A retórica de Mbeki repercute profundamente no povo. Na vasta maioria da população o que se fala hoje em dia não é tanto sobre o prazer da libertação, mas os imperativos da mudança. Em alguns círculos municipais, Mandela foi rebaixado da condição de santo e transformado numa figura paterna ineficaz - cada vez mais considerado muito tolerante com os brancos e com a criminalidade. Eles esperam que o Thabo Mbeki de fala dura altere tudo isso.
A grande realização de Mandela como presidente foi mostrar que o império da lei seria respeitado a partir da cúpula. O próprio Mandela é a imagem da probidade e sua tolerância é lendária, às voltas com a língua às vezes ferina de Mbeki e com sua tendência de proibir dissenções e desacordos. Agora com a sucessão garantida, Mbeki está mais seguro do que antes. O desafio que ele tem pela frente não é tanto nomear seus aliados políticos, mas encorajar mudanças no poder econômico que possam abarcar um maior número dos habitantes de seu próprio país e ao mesmo tempo resguardar-se contra sua propensão para soluções autoritárias que têm uma longa história na áfrica do Sul.

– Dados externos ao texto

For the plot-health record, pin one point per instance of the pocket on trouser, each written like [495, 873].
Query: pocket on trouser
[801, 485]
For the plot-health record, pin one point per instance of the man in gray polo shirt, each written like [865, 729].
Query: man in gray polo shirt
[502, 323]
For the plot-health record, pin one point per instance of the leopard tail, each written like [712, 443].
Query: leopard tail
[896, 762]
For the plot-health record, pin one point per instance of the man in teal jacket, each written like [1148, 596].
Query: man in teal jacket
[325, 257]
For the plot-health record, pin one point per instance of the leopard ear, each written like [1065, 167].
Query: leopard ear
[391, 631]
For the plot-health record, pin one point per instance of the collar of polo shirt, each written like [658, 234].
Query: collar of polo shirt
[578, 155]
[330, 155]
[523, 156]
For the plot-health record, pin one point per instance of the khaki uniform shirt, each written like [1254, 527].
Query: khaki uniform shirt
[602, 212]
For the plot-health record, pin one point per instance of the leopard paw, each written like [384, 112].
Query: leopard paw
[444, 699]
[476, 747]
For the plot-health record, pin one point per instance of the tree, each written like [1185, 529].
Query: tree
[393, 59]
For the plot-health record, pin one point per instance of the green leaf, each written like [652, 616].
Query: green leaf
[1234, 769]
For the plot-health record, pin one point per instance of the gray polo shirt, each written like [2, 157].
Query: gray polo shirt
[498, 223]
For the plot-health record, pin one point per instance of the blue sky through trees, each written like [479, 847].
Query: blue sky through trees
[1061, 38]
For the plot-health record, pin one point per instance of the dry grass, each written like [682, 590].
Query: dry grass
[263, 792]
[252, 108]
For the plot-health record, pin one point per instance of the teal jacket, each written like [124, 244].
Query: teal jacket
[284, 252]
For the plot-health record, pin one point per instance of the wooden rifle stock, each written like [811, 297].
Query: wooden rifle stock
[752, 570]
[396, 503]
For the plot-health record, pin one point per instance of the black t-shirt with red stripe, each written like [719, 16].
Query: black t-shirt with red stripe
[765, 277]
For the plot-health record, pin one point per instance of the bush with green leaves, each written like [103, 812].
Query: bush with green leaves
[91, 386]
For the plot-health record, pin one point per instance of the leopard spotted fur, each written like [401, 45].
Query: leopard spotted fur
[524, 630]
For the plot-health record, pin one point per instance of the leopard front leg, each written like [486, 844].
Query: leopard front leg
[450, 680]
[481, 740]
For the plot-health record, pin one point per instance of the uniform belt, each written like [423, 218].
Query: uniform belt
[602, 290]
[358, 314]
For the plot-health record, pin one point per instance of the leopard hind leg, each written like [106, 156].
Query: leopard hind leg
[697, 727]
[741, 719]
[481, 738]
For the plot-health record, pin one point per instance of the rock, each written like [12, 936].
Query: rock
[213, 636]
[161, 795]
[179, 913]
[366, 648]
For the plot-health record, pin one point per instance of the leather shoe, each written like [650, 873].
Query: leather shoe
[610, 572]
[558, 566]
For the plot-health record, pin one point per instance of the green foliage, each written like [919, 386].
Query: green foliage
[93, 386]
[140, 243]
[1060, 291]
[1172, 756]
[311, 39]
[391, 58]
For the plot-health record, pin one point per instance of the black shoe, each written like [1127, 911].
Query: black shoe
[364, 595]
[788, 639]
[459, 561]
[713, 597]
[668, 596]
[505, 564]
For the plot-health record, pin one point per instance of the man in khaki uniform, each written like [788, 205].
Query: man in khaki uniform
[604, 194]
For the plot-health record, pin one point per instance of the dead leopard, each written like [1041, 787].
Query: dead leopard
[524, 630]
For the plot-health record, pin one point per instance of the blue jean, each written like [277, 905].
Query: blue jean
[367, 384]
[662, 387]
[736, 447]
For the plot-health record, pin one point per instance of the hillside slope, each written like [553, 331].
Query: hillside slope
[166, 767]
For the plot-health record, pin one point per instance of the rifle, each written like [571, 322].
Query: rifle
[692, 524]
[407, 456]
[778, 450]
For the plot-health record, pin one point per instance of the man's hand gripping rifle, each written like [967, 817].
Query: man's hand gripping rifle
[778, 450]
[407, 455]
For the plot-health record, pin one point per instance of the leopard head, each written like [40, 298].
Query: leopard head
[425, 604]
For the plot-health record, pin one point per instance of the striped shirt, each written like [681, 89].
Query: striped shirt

As necessidades do país mudaram profundamente desde que Nelson Mandela chegou ao poder em 1994. Nas vésperas da primeira eleição democrática na áfrica do Sul, a perspectiva de uma reação armada da extrema direita estava em todas as mentes. Agora ninguém leva a sério a perspectiva de uma insurreição armada. A ameaça à áfrica do Sul vem da pobreza de seu povo, racialmente tão preconceituoso quanto antes. O futuro presidente Thabo Mbeki pode não ter o carisma de Mandela, mas acontece que a conciliação que Mandela propiciou já não é tão importante. Quando Mbeki usa palavras mais fortes que Mandela, quando fala de redistribuição, de ação afirmativa e do renascimento africano
está refletindo essa mudança. Talvez seja disto que a áfrica do Sul precisa, mais que tudo. (*) Gillian Slovo é filha do ex-líder do Partido Comunista Sul-Africano, Joe Slovo, e escritora. Seu mais recente livro é uma memória de família, "Every Secret Thing".